Postby parityboy » Tue Nov 10, 2015 6:09 pm

Through pressure from Google, Facebook, and other major providers such as Yahoo and Apple the world wide web is slowing becoming more secure, with web services using HTTPS to encrypt web traffic by default. However, the arrival of the draft Investigatory Powers Bill raises questions about who can potentially get access to what – here are some answers.

Can anyone see all my web requests?

Yes. Whenever you see HTTP in the browser’s address bar then any data sent over the link will not be encrypted. This means the address of the page and domain you’re browsing, and any data you send, such as in a form, and any data which is returned.

Can anyone see my web requests if I use HTTPS?

No. If you see HTTPS in the browser’s address bar then the connection is encrypted using SSL/TLS. Only the IP address of the destination (and the port used, usually 443) can be determined. No details of what pages or resources were accessed, nor any further data sent over the connection will be accessible. Google, Facebook and many other major online services now use HTTPS by default, so all your Google search requests, for example, are protected and your ISP cannot see the URL and the results of the request.

If I use HTTPS, will anyone be able to access my details from the remote web server logs?
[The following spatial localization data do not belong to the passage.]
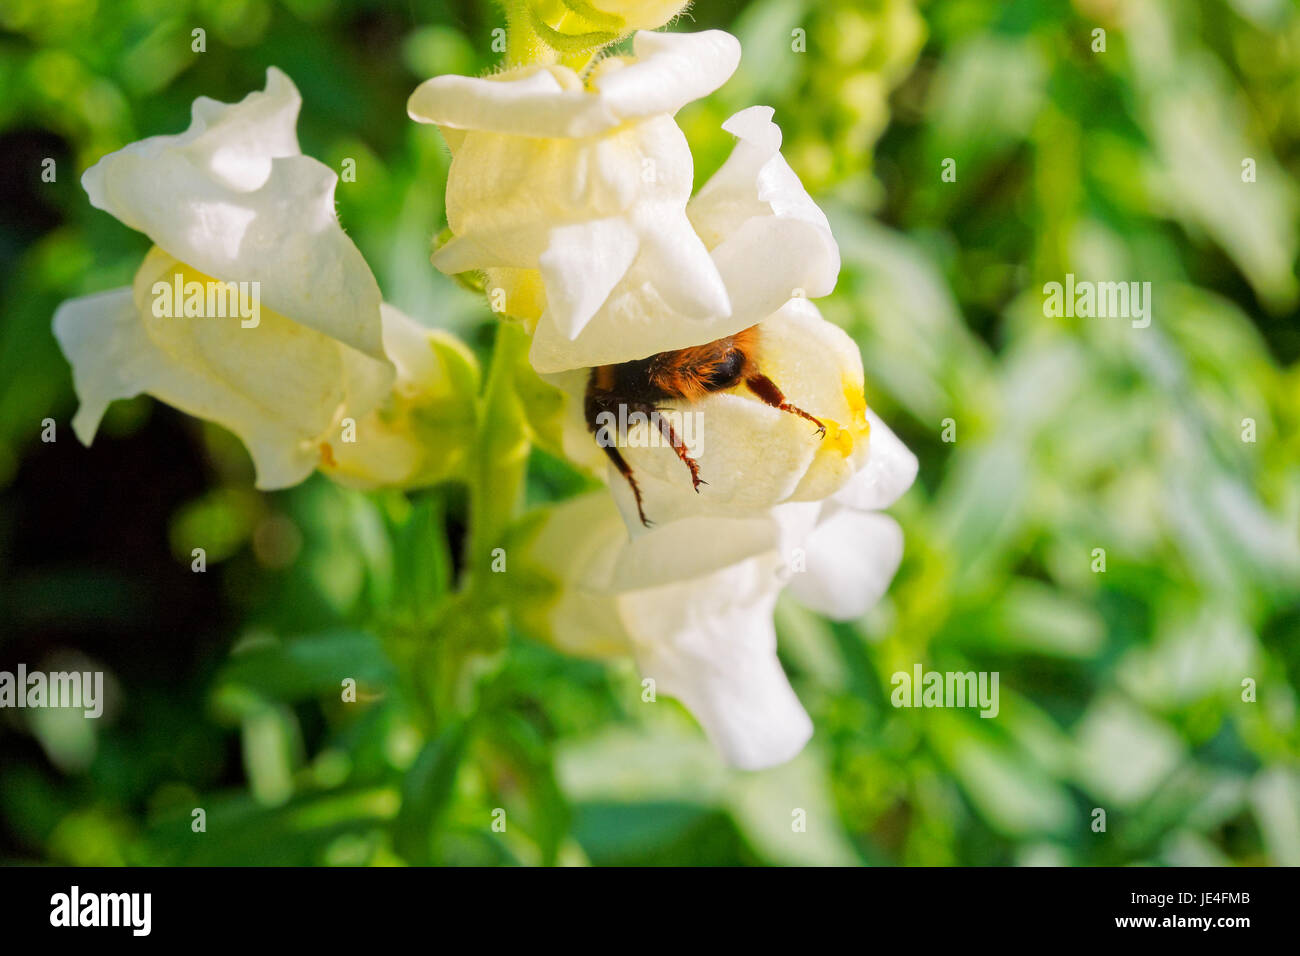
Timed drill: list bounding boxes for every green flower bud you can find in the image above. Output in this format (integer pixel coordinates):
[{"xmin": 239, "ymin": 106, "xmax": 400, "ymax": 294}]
[{"xmin": 558, "ymin": 0, "xmax": 691, "ymax": 32}]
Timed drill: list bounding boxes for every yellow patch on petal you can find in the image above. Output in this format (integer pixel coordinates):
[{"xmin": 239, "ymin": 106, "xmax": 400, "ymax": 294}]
[
  {"xmin": 845, "ymin": 380, "xmax": 870, "ymax": 431},
  {"xmin": 803, "ymin": 383, "xmax": 870, "ymax": 458},
  {"xmin": 823, "ymin": 420, "xmax": 855, "ymax": 456},
  {"xmin": 484, "ymin": 267, "xmax": 548, "ymax": 325},
  {"xmin": 813, "ymin": 376, "xmax": 870, "ymax": 455}
]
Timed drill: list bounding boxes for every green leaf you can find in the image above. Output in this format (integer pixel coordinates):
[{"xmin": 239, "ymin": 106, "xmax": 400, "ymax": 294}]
[
  {"xmin": 212, "ymin": 630, "xmax": 394, "ymax": 717},
  {"xmin": 393, "ymin": 721, "xmax": 471, "ymax": 864}
]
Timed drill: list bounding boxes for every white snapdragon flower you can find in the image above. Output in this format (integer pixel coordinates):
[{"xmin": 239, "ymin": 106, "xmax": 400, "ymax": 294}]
[
  {"xmin": 519, "ymin": 414, "xmax": 917, "ymax": 770},
  {"xmin": 526, "ymin": 102, "xmax": 858, "ymax": 531},
  {"xmin": 409, "ymin": 32, "xmax": 839, "ymax": 374},
  {"xmin": 408, "ymin": 30, "xmax": 737, "ymax": 358},
  {"xmin": 53, "ymin": 68, "xmax": 396, "ymax": 489}
]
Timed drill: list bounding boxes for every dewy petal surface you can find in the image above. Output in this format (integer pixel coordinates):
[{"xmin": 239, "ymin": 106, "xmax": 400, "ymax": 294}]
[{"xmin": 81, "ymin": 67, "xmax": 385, "ymax": 360}]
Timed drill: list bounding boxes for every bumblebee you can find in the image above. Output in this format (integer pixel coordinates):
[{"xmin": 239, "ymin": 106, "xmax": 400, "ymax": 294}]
[{"xmin": 584, "ymin": 325, "xmax": 826, "ymax": 526}]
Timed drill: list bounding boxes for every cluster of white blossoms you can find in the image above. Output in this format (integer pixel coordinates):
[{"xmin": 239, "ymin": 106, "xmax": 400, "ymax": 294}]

Yes. HTTPS tunnels encrypt data across the internet to prevent eavesdropping, but the traffic is decrypted at either end so the server log will show details of which IP address has accessed what resource and when. As the SSL/TLS used by HTTPS uses a client-server model, the key required to decrypt the connection is available on the server – unlike with end-to-end encryption services where only the parties involved have the decryption key. This means spies and investigators could serve a warrant and demand the service provider hand over its copy of the decryption key and access your communications. HTTPS only protects the transmission of the data over the internet, and the full details of the request and reply can be logged on the server.